The intention of city commissioners seems to be how to stop one use from coming to Delray and how to regulate the other (special events).
But in a disturbing trend– that seems to repeat itself issue after issue– there is an eerie feeling that the stated public rationale is vastly different from the behind the scenes agenda of city commissioners.
For a commission that has touted its “transparency” this is a troubling personality trait that undermines trust.
So it is with the tattoo parlor issue in which an applicant goes all the way through the process winning support before commissioners appeal and claim “zoning in progress” right before a scheduled vote to thwart efforts to open the business.
And so it is with events, in which high level staff and event producers spend months crafting a proposed policy that sought to address concerns only to see commissioners undermine the effort with email messages to the City Manager seeking to end certain events and circumvent the process before it’s even discussed, debated and voted on.

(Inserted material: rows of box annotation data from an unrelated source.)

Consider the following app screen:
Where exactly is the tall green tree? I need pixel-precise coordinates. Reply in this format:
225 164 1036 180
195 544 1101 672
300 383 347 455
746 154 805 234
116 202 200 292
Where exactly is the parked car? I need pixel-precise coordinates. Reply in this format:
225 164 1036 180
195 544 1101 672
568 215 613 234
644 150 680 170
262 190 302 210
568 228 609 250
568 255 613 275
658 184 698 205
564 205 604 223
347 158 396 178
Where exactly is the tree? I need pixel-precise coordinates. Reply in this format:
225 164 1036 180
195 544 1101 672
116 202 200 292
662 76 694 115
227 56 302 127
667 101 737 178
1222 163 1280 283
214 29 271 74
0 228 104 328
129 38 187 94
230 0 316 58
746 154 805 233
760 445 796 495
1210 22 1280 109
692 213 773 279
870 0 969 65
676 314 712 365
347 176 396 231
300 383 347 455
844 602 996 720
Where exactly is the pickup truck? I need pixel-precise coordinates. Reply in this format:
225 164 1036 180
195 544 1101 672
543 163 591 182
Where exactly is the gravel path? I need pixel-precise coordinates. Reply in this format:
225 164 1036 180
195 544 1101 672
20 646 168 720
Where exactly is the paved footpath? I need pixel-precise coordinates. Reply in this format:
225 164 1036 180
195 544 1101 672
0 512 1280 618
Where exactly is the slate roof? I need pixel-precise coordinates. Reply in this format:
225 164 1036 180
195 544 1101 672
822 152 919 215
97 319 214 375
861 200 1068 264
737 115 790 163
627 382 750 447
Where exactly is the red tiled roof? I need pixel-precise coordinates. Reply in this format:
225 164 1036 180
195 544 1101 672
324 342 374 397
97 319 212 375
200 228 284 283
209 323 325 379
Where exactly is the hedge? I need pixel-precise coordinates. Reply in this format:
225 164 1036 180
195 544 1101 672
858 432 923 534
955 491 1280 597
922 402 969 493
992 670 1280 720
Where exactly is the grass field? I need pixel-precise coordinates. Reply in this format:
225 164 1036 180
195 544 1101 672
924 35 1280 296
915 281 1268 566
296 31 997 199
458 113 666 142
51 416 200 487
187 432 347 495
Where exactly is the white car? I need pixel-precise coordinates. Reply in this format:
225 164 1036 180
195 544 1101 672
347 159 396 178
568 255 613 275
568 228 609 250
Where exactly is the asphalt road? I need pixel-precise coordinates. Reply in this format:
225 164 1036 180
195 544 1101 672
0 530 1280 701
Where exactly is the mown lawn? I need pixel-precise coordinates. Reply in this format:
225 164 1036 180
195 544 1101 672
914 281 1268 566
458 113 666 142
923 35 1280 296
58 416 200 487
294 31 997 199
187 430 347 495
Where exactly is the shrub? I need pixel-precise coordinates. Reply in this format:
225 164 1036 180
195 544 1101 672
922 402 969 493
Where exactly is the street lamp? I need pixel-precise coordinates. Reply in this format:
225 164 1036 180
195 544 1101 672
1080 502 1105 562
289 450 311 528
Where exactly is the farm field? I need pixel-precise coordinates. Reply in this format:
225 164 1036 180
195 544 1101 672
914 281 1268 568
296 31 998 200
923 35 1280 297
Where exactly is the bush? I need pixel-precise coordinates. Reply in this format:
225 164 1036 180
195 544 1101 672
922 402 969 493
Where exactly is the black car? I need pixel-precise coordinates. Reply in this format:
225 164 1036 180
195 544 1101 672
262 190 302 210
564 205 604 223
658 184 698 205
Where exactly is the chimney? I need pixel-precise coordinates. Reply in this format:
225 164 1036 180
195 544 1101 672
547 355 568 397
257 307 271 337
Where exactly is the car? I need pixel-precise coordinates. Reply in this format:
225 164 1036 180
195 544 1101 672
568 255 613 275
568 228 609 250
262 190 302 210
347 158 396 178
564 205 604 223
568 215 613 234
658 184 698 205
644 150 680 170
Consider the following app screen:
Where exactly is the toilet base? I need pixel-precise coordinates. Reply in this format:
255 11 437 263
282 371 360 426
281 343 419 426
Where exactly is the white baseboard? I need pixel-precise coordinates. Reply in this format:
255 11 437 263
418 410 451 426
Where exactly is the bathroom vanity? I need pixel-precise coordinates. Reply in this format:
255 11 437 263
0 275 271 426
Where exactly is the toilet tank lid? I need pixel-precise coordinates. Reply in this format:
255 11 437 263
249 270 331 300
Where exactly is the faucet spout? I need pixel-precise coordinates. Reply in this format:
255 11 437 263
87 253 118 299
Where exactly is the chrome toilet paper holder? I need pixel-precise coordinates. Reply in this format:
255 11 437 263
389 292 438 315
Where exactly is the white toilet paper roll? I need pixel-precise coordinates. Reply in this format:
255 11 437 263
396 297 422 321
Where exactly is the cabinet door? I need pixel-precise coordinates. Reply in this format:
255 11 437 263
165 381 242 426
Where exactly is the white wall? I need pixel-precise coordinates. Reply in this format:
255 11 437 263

In a public records request, an email from Commissioner Shelly Petrolia to City Manager Don Cooper says, “Please act on this issue immediately, shut down the festivals planned to run all over OSS and do not make our staff and resources responsible for any relocations.”
For City Manager Don Cooper the job becomes impossible as he tries to sift through an ever shifting series of directions, missives and opinions that often conflict with the goals of the process or the wishes of other commissioners. While it remains a mystery as to why he doesn’t speak up publicly and demand a consensus and clear direction from his bosses, it’s also a lack of leadership from elected officials who fail to recognize the confusion they are causing.
The result is a frozen and scared bureaucracy leading to poor morale and attrition and an exhausted community waiting on important policy decisions.
From the Chamber of Commerce and Old School Square to the Delray Library and longtime private event producers such as Howard Alan Events and Festival Management Group the word of the day is exhaustion.
While each of these groups have important missions to accomplish or businesses to run, they find they are spending their time defending their reason for being and wondering if they will survive or if so in what form. If that sounds dramatic guess again; for many of these groups events are their lifeblood providing funding to run operations. While the new event policy, yet to be voted on, contains many good ideas and contains needed reforms that will mitigate the disruption that come with large scale events—it’s accompanied by a cost structure that in some cases nearly triples fees which would surely drive most events out of business. That would be a grave mistake. Events are part of Delray’s fabric and are enjoyed by people of all ages. They are also important tools for branding, economic development, and tourism. They also build community.
The call to move events to the Congress Avenue corridor is unrealistic, since the infrastructure doesn’t currently exist. The Congress Avenue Task Force did envision “pop up” events on large vacant tracts to draw attention to the corridor’s potential, but was emphatic in its recommendations that Congress Avenue was not to serve as a surrogate for downtown Delray. In fact, Congress can only work if the downtown remains a regional magnet.
We have seen the stated rationale/hidden agenda modus operandi play out on issue after issue. The overhaul of the city’s land development regulations was initially sold as a move toward a “form based code” that would emphasize design over rigid numbers regulating floor area ratios and density. But when enacted, the form based code was replaced by a set of LDR’s that relies solely on numbers squelching design creativity and ignoring the fact that in a mature downtown, rigidity doesn’t work. In an infill environment, architects may need some flexibility to make good projects work. Rather than make the process easier, the development process has become never ending and you guessed it—exhausting. One wonders if the real agenda wasn’t to stop all new projects east of Swinton Avenue.
The governing style seems to be creating a political body increasingly out of touch with large segments of the community. This happens when commission’s rule without a citizen driven vision. Delray “happened” as a result of visioning. It didn’t just occur out of the blue. When policymakers are bound to a vision they become stewards of that vision or risk being drummed out of office. But when the vision or plan doesn’t exist, personal preferences take over and that’s a recipe for strife. We are flying without navigation right now and attempting to make big decisions on our city’s identity without collaboration, analysis and input from critical stakeholders—including businesses, investors, key non-profits and residents other than those who weigh in on every issue, usually with complaints. An exhaustive records search relating to events yielded a grand total of 8 citizen complaints.
Legislating without a plan or careful analysis is dangerous. And it risks 30 plus years of progress.